Une création fascinante et grâce à son regard observateur, mêlé d’ironie douce, Evelyne de la Chenelière décrit la réalité de façon poétique et humaniste, et propose une beauté du monde, que seule rend possible l’enchantement du présent. Eve, écrivaine mais aussi mère de deux enfants se pose des questions sur l’écriture et son rôle de mère, et vit une dualité humaine et artistique

La mise en scène d’Alice Ronfard charme le public par sa poésie et sa clarté. L’illusion théâtrale est accentuée ici par la conception cinématographique de certaines scènes toutes en nuances qui proposent une vision différente, comme s’il y avait plusieurs caméras sur le plateau où le décor de  Gabriel Tsampalieros évoque des espaces abstraits illustrant l’imaginaire des personnages  et  les différents niveaux de temporalité. Le décor devient parc puis graffitis et brouillons.

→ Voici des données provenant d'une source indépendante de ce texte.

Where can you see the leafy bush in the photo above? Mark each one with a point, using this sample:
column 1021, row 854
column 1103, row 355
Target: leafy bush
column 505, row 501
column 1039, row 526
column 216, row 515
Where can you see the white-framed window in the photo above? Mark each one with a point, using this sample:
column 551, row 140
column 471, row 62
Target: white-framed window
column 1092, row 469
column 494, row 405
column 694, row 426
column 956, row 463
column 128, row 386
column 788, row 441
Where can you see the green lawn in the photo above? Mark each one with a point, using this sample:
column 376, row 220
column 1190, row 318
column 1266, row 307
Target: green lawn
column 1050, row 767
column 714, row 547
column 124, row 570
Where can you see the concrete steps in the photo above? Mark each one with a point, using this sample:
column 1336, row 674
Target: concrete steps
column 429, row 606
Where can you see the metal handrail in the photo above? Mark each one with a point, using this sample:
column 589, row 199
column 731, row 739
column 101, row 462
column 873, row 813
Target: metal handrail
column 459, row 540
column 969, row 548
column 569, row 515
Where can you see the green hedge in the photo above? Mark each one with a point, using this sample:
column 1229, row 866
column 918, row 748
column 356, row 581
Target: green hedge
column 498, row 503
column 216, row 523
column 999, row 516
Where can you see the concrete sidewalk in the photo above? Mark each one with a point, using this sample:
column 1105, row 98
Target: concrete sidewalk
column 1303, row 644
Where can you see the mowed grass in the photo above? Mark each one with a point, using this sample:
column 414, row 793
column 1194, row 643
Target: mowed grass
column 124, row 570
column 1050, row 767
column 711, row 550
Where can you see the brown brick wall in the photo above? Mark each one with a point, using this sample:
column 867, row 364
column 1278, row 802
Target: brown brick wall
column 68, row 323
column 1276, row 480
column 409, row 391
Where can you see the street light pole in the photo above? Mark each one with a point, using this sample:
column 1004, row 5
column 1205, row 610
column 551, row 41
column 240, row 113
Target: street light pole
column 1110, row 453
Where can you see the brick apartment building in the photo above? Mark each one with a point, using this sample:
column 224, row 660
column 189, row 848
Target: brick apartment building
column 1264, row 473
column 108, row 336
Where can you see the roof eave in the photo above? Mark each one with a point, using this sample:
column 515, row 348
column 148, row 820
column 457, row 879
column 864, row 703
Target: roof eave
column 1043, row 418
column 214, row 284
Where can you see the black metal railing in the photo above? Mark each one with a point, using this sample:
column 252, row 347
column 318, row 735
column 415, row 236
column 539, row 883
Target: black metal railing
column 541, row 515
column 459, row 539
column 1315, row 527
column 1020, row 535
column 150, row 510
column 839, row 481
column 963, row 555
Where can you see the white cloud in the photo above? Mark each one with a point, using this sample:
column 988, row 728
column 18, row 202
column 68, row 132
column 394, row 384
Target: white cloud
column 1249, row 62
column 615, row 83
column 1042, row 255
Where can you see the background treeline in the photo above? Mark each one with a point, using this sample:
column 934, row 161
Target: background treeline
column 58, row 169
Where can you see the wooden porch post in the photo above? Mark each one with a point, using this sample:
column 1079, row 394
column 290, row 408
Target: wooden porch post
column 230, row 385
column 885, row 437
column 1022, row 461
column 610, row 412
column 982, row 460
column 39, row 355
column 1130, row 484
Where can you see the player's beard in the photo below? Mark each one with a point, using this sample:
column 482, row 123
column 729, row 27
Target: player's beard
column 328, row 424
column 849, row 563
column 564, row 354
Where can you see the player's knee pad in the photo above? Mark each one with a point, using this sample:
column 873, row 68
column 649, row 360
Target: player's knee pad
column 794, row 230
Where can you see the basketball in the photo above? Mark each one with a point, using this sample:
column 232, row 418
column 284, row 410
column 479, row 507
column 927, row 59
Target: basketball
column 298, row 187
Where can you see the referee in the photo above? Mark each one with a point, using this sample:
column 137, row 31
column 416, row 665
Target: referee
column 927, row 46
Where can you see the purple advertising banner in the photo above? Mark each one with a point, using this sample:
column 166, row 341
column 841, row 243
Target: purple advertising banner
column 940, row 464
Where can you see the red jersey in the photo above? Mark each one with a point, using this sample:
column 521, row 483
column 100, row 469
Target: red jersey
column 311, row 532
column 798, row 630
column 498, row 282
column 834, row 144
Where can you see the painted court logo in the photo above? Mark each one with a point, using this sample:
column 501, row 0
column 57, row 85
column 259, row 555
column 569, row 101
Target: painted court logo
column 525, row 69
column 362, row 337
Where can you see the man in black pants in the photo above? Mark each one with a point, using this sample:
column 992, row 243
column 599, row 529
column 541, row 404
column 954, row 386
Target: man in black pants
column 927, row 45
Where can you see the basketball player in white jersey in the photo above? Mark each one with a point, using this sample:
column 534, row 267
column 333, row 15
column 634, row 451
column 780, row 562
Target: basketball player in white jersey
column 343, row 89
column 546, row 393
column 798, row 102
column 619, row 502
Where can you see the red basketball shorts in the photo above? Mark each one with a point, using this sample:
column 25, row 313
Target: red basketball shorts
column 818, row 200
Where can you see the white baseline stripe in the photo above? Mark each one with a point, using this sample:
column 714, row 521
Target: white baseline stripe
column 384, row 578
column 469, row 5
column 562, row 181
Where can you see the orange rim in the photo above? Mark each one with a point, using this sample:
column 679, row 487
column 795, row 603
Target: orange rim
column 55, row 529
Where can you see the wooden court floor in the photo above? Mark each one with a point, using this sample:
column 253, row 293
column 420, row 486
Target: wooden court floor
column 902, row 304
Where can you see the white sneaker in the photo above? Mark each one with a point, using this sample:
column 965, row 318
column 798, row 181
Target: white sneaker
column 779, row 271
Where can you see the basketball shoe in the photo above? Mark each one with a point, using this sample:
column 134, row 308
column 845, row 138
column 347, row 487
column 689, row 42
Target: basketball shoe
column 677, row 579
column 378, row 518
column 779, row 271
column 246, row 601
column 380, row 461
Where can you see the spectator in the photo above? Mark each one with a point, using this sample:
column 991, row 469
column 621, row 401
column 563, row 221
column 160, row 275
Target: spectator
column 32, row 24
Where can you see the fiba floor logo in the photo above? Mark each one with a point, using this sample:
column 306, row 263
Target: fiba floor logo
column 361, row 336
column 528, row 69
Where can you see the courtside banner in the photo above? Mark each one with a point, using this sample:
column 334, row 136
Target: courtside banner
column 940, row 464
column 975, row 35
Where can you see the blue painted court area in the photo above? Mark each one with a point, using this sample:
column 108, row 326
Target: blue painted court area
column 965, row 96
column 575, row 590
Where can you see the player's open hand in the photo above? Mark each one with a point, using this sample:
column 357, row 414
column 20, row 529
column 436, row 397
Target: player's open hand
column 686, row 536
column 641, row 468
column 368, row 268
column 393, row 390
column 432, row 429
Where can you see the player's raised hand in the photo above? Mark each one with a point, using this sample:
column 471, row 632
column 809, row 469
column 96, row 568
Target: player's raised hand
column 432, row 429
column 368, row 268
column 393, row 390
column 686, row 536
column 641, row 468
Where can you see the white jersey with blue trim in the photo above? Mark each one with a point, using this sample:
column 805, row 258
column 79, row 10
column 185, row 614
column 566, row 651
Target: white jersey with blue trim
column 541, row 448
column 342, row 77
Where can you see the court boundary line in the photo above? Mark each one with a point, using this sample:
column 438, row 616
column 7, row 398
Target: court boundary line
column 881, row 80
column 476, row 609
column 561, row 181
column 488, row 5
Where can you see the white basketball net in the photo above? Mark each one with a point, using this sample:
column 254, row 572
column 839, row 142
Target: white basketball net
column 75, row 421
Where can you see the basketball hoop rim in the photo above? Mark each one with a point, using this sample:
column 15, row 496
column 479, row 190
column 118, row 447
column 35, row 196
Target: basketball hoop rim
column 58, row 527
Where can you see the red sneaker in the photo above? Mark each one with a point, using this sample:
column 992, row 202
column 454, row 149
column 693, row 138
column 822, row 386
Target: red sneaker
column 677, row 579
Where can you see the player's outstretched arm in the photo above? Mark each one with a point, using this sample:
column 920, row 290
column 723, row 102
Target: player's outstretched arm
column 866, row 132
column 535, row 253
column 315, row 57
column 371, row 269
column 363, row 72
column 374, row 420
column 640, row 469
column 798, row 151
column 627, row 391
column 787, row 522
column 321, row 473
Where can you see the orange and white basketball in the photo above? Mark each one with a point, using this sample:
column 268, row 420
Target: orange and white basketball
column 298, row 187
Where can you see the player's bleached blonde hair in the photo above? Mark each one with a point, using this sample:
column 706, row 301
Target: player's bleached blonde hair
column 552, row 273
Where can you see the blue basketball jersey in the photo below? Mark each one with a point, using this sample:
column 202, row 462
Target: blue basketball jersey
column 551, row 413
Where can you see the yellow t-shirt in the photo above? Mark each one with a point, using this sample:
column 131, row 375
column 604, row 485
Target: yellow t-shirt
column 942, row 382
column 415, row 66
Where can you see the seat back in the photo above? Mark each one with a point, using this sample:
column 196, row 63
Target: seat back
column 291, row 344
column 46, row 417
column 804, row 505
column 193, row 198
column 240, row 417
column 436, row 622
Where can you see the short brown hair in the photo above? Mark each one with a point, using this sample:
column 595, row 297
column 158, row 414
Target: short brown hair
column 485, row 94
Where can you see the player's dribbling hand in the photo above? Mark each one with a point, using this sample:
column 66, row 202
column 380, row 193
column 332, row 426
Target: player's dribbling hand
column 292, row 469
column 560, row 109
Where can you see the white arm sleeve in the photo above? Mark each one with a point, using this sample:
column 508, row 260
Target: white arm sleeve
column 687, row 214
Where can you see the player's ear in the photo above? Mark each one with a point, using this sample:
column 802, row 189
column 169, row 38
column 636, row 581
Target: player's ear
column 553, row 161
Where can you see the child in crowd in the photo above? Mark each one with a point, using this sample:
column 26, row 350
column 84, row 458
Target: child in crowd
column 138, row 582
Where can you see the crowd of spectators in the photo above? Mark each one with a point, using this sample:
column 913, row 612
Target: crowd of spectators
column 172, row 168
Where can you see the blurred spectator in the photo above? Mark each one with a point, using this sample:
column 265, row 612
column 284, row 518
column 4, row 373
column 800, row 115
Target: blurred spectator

Les lettres deviennent ainsi des entités présentes qui s’agrandissent ou se dilatent, suggérant  la dimension poétique des livres et de l’écriture. L’ alternance entre réel et métaphore invite le spectateur à entrer dans l’illusion théâtrale, tout en lui proposant une dimension épicurienne de l’existence. Il y a chez l’auteure, l’idée que la vie et le bonheur sont éphémères mais que nous pouvons trouver une consolation dans la douceur et le partage de moments familiaux et amicaux…

Maria Stasinopoulou

 La pièce a été jouée  au Théâtre du Nouveau Monde, à Montréal (Canada) jusqu’au 12 décembre.